3.12. Statistical Analysis
All the experiments were repeated at least three times as independent biological replicates. All results are presented as the mean ± standard deviation. Data were analyzed using GraphPad Prism v7 and statistical significance was set at p < 0.05. First, normal distribution was assessed by the Shapiro-Wilk test. If the normality test was passed, a Student’s T-test was performed. Multiple comparisons by ANOVA were corrected using Tukey’s tests.
4. Conclusions
The pharmaceutical industry now relies on high throughput systems to test thousands of compounds a year. However, most used systems have shown to produce confounding results that do not fully recapitulate in vivo effects of drugs. On the other hand, microfluidics can provide very useful models that recapitulate functions of in vivo systems more accurately, therefore providing with great opportunities for more relevant in vitro drug testing.
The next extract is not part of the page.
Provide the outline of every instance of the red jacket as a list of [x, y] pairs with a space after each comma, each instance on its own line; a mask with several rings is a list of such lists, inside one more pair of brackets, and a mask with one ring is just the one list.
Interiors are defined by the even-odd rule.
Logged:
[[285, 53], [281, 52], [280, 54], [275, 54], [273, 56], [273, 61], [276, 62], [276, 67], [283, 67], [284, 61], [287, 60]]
However, most microfluidic devices rely on PDMS, which have important drawbacks for drug testing. Among these drawbacks, the use of highly hydrophobic materials, which could impact the effective concentration of molecules (e.g., drugs) in the cell culture system; and the labor-intensive protocols are important limitations for potential users to adopt microfluidic drug testing. In an effort to increase the throughput of microfluidic organotypic models of breast cancer, as well as decrease user handling, we have developed a lumen array platform made of polystyrene. We have leveraged microfluidic physical principles (i.e., capillarity, passive pumping), to decrease user operation compared to traditional PDMS-based microfluidic devices and increase throughput by incorporating a side channel to fill several microdevices with hydrogel solution at the same time. Compared to PDMS, PS has low retention capabilities of lipophilic molecules and is widely accepted among in vitro-focused researchers. We have illustrated this premise by tracking Rhodamine B diffusion in our microfluidic lumen array, revealing minimal Rhodamine B penetration in the PS-based device. Likewise, we have demonstrated three cell-based applications for breast cancer in this platform. First, we have assessed cancer cell invasion in a model of both normal (MCF10a) and invasive breast cancer cells (MDA-MB-231) and demonstrated a higher invasiveness of MDA-MB-231 cells in the surrounding matrix. Next, we have used doxorubicin, a common chemotherapeutic, and assessed its cytotoxicity in a lumen model of breast cancer cells. Finally, we have leveraged our model to test the cytotoxicity and reach of photodynamic therapy (PDT) with verteporfin, showing a gradient of cell cytotoxicity along the lumen.